The use of computational methods in drug repurposing has become increasingly popular, and innovative artificial intelligence techniques have proven to be valuable tools for predicting new therapeutical opportunities of existing drugs. Within this framework, biomedical data can be represented as graphs, offering a highly expressive way to depict the underlying structure of the information. Integrating these graph-based data structures with deep learning models enhances the prediction of novel connections, such as potential associations between diseases and drugs, which can be regarded as repurposing possibilities.
In particular, we have employed the heterogeneous integrated biomedical information from the DISNET project ( https://disnet.ctb.upm.es) [1], which compiles a set of different structured and unstructured data that revolve around diseases, and which is based in the concepts of the Human Disease Network (HDN) [2]. This information is represented as a multilayered complex network whose node types, in addition to diseases, include symptoms, genes, proteins, genetic variants, non-coding RNAs, biological pathways, drugs, and so on. And the links represent the connection between diseases and genes, diseases and drugs, the interactions between proteins (Protein-Protein Interactions – PPIs), and the interactions between drugs (Drug-Drug Interactions – DDIs), among others. We consider two derived graphs: a simplified version of the DISNET knowledge base that we name simple and its complete version that we name complex. The simple graph contains a limited set of information: diseases, symptoms, drugs and their relationships. The complex graph uses all the available information. Node types are “phenotype”, “drug”, “pathway”, “protein” and “drug-drug-interaction”; and link types are Disease-Drug (therapeutic) (“dis_dru_the”), Disease-Symptom (“dse_sym”), Disease-Protein (“dis_pro”), Disease-Pathway (“dis_pat”), Drug-Drug (“druA_druB”), Drug-Protein (“dru_pro”), Drug-Symptom (side effect) (“dru_sym_sef”), Drug-Symptom (indication) (“dru_sym_ind”), Protein-Protein (“proA_proB”), Protein-Pathway (“pro_pat”), DDI-Phenotype (“ddi_phe”), and DDI-Drug (“ddi_dru”).
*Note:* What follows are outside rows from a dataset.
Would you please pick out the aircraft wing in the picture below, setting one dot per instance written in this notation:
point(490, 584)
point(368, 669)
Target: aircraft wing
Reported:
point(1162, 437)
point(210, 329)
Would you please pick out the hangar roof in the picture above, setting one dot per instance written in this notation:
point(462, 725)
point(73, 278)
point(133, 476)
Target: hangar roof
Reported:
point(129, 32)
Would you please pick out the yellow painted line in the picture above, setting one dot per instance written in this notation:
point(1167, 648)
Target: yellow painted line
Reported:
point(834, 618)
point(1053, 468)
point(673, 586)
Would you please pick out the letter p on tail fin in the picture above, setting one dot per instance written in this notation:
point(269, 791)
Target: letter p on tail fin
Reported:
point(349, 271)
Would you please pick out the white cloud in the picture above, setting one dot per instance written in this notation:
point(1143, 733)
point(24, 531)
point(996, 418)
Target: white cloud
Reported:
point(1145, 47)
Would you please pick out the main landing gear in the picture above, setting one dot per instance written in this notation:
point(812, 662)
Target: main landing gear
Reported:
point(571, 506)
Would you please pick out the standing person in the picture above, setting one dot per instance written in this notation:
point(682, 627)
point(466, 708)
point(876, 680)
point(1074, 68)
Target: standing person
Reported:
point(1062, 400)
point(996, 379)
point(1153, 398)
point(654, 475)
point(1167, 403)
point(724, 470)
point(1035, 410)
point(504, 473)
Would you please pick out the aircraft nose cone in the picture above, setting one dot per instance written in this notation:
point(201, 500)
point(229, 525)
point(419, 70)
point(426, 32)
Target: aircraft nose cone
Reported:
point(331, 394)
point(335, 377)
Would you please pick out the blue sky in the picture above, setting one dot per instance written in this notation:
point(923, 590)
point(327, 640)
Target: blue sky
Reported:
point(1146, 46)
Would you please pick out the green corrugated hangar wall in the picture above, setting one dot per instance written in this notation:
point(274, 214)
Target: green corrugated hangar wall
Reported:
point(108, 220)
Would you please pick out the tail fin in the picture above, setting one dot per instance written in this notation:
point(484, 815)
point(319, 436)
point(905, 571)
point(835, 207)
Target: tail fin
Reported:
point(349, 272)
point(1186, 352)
From these two different networks, we have developed several models based on Graph Neural Network (GNN) pipelines to embed the information in the network (representing each node as a vector of features) to then decode these embedding vectors optimizing the prediction of new links of the type disease-drug. Firstly, REDIRECTION (dRug rEpurposing Disnet lInk pREdiCTION) was presented [3]. REDIRECTION is a model that was trained on the simple graph, which was developed under this encoder-decoder framework to predict ‘dis_dru_the’ links. Afterwards, we presented DMSR (Drug Molecular Structure REDIRECTION), which incorporated drug molecular structures as the initial drug nodes’ features in REDIRECTION [4]. This model also used GNNs to embed two-dimensional drug molecular structures and obtain the corresponding features. DMSR was originally trained on the simple graph, improving REDIRECTION accuracy. We also presented BEHOR (Bedirectional Edge and Hyperparameter Optimized REDIRECTION). In it, links were made undirected, hyperparameter optimisation took place and the complex graph was used [5]. And finally, we also developed a version of DMSR with the complex graph. The best accuracy for predicting new repurposing opportunities was obtained in this last model.